It’s easier than you might think to make a bad movie — in fact, they come and go like TikTok trends. But to make a movie that’s so bad that it’s mentioned every time someone talks about bad movies, well, that’s special.
Gigli is one of those movies.
Starring Ben Affleck and Jennifer Lopez back when they were Bennifer in 2003, Gigli tells the story of a gangster who’s sent to kidnap an intellectually disabled person (there’s a lot of the R-word in this gem) who’s the son of a federal prosecutor.
Another gangster, played by Jennifer Lopez, is also in the mix for some reason. (That reason is a cash grab.) Affleck’s character is named Gigli, by the way, and Lopez’s character is a lesbian … but also not?
Here’s a little taste.
The movie was a historic bomb. It made $7 million on a $75 million budget. It was universally panned. The human race stopped fighting in August 2003 to agree about how terrible it was. It has a six percent rating on Rotten Tomatoes, which if we’re being honest, is kind of impressive.

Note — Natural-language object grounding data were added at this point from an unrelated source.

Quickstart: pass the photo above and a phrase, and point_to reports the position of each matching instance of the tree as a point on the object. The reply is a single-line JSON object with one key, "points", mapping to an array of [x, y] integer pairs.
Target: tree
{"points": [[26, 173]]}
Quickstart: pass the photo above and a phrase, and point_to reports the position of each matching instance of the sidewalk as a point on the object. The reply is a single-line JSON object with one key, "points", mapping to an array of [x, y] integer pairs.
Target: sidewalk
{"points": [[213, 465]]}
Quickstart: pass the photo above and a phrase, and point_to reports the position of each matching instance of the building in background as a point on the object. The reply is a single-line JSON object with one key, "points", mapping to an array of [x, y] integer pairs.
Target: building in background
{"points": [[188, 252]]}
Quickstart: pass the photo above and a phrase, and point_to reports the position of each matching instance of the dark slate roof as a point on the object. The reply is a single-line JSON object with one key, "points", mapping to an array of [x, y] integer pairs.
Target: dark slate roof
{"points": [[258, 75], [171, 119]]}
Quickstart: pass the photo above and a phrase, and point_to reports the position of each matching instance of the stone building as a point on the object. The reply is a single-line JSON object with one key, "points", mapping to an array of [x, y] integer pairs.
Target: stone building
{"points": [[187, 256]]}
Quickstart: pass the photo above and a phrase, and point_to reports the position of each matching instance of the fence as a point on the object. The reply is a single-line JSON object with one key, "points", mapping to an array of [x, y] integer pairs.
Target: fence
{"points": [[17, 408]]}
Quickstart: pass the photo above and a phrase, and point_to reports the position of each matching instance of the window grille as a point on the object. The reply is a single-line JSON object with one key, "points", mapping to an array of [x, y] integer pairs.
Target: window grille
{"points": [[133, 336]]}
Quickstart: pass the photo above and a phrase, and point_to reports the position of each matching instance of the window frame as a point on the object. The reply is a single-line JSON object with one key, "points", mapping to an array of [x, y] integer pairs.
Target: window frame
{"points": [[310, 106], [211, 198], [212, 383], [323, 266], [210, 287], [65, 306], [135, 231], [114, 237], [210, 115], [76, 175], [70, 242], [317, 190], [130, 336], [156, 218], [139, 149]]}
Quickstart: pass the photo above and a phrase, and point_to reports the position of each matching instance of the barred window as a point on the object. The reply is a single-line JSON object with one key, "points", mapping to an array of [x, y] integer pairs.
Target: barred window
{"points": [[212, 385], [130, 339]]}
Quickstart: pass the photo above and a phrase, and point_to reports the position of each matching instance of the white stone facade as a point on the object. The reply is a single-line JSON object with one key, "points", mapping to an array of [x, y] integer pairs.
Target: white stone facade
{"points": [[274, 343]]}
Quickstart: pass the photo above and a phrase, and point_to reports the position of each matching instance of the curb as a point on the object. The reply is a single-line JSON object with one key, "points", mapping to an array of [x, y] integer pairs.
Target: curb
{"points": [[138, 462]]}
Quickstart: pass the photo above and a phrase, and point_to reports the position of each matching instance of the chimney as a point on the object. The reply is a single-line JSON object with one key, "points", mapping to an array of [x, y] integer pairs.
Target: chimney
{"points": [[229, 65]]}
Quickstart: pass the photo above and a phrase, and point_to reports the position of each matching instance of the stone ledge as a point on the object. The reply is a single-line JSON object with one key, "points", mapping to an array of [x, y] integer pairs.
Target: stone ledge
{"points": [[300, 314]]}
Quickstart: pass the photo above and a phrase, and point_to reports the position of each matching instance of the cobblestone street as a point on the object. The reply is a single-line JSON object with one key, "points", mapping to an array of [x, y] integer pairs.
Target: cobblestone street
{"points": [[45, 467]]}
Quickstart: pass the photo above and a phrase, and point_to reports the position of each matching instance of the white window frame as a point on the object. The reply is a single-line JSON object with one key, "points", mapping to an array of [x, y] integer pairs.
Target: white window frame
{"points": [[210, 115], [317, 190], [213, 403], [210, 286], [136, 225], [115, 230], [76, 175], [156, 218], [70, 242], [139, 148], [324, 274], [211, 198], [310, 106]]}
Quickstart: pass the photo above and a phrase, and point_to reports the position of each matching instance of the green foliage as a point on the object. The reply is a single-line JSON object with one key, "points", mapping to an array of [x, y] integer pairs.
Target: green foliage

Joe Morgenstern from The Wall Street Journal had one of the better reviews in an absolute sea of bad ones.
“More stupefying follies may come, but it’s impossible to imagine how they’ll beat this one for staggering idiocy, fatuousness or pretension.”
Simon Braund from Empire Magazine was a bit more direct in his take.
“Torture. Impossible to imagine how it could’ve been worse.”
Affleck, who seems to be everywhere these past few months, recently spoke with Entertainment Weekly about whether he knew what kind of movie he was making. Apparently, he did. As he reflected:
“But even movies like The Sum of All Fears that worked commercially but didn’t have any depth to them, I didn’t do anything particularly interesting in them. [Gigli] didn’t work and we did five weeks of reshoots, which we knew were not gonna work. It was a movie that didn’t work … Interestingly, I learned more about directing on that movie than anything else because Marty is a brilliant director, really gifted. It’s not like it’s worse than all… there’s a bunch of horrible movies and in terms of losing money, I’ve had five movies — at least! — that have lost more money than Gigli has.”
Sure he’s had five more movies that lost more money, but can anyone name them? In a dystopian world 200 years in the future, humans will look back and wonder when everything started to go south. They’re going to point to 2003 and the world-altering event that was Gigli.